A recent report from the Learning Policy Institute, "A coming crisis in teaching? Teacher supply, demand, and shortages in the U.S.
", projects a shortage of about 100,000 teachers by 2018. Worse, the shortages are not uniform across the country. The South is already experiencing severe shortages while Massachusetts still has a surplus. The needs also vary with subject. The demand for teachers for mathematics, science, special education and English language learners runs above the supply in most states. Worse, schools that need teachers the most, schools that teach poor students, are often the first ones to suffer. One big reason behind this shortage, according to the report, is the significant number of teachers quitting.
There are about 3 million teachers in US public schools
. Thus, a leaving rate of 8% corresponds to 240,000 teachers quitting every year. One can easily compare this with the number of persons who have completed a teacher preparation program for example in the year 2014, only 180,000. Clearly, more individuals are leaving than entering the profession.
The report does not stop at supply and demand. It also has a survey of the reasons why teachers leave.

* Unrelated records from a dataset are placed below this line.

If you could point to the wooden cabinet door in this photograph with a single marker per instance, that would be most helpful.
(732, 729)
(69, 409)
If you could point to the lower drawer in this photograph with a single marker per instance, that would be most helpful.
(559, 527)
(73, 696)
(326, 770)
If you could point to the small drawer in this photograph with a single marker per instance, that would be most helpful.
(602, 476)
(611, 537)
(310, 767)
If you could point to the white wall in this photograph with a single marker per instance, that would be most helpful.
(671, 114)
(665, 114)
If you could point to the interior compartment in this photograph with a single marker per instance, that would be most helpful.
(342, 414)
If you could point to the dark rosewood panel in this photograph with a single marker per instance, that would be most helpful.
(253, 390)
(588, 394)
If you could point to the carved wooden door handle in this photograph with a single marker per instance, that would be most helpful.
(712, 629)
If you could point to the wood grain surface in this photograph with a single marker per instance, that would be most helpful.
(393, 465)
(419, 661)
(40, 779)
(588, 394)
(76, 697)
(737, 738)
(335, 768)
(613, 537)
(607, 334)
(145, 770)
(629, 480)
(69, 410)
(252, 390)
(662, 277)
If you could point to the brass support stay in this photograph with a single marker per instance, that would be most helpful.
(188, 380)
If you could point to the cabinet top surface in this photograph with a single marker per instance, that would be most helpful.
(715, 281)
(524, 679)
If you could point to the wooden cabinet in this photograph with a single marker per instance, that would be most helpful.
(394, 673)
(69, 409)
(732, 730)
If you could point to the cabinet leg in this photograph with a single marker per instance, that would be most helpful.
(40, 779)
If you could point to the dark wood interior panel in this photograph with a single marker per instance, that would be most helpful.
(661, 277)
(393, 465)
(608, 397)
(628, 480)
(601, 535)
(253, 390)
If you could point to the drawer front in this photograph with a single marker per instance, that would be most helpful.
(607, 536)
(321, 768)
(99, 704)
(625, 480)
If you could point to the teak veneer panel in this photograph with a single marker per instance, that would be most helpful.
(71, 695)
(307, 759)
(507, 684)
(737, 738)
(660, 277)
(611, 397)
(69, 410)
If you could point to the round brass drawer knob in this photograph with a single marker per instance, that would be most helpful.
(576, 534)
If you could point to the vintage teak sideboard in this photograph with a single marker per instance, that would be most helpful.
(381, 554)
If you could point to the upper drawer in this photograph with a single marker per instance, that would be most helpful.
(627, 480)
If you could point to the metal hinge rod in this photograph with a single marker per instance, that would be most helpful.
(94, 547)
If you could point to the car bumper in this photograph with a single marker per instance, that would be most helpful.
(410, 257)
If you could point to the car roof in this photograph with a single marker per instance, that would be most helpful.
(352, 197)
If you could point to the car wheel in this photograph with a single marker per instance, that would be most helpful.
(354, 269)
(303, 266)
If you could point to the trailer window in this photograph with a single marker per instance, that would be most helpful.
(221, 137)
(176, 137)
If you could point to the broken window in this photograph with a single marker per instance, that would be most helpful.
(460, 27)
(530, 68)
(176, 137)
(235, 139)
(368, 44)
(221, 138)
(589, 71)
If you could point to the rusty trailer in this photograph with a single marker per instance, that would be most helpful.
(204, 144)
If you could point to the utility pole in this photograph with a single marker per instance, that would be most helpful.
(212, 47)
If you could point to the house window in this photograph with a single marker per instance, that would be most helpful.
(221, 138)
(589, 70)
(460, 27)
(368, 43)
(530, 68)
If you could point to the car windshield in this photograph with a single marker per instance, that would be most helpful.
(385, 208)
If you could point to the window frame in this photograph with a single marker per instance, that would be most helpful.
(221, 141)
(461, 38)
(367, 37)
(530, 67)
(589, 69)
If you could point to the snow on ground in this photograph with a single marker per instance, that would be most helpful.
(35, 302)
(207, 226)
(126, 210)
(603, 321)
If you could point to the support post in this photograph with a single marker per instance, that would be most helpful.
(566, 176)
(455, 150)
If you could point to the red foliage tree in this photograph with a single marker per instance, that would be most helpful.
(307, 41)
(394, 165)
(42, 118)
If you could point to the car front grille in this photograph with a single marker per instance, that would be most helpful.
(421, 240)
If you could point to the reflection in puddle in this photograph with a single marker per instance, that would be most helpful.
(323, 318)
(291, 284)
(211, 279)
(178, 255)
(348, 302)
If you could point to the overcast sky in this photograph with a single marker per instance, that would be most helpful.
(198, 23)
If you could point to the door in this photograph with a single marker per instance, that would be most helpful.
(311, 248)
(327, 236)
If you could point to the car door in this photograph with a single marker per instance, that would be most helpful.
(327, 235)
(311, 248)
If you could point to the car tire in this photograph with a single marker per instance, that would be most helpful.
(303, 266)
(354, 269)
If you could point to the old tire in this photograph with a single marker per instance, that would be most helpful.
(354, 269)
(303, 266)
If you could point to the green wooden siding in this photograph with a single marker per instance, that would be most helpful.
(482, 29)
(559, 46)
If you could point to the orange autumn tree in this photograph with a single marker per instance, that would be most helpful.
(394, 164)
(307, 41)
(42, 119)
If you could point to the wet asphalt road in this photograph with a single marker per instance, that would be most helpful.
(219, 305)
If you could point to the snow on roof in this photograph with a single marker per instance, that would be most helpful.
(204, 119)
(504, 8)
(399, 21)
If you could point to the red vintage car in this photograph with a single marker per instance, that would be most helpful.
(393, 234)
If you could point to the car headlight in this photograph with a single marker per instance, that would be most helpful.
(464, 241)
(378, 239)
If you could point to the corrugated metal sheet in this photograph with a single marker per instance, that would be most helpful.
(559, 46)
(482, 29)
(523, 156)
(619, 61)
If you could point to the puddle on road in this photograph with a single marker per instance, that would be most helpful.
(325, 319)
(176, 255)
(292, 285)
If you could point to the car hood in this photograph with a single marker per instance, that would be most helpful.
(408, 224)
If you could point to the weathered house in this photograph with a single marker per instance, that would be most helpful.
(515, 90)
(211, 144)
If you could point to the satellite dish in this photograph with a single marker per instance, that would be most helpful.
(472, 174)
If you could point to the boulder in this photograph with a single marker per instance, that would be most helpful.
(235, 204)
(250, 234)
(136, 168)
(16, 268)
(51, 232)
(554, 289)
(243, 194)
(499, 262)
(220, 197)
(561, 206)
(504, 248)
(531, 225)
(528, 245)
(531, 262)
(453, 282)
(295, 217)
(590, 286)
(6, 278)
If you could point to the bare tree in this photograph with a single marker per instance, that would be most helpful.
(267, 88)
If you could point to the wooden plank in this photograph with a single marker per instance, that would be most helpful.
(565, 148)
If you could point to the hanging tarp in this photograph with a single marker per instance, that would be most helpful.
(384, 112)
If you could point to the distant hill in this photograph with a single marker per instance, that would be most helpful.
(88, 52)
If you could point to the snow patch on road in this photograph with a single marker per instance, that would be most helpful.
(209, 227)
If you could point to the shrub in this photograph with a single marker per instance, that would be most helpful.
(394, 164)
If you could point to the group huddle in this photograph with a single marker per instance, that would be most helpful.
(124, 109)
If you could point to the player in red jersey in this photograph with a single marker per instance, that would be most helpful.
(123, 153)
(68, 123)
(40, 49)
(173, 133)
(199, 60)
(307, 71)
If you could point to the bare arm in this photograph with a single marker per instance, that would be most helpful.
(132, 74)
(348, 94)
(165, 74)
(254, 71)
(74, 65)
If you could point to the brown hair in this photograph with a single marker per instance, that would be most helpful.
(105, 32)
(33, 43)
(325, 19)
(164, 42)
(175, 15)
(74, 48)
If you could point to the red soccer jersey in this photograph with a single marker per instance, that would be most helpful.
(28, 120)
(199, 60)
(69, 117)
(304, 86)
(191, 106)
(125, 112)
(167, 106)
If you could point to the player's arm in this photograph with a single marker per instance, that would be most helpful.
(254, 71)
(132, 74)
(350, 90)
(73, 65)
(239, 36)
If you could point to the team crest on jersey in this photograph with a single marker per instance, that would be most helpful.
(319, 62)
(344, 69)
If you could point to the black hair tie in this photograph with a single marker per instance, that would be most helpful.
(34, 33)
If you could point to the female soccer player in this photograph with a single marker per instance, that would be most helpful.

Teachers are dissatisfied and if one digs deeper, most are not happy because of assessments.
High stakes assessments have not done any good to public basic education, yet policy makers keep insisting on these failed measures. This huge disconnect often happens when those who draw policy are completely divorced from the reality of the situation. We can only hope that this report from Sutcher, Darling-Hammond, and Carver-Thomas opens the eyes of those who need to see what is truly going on in basic education.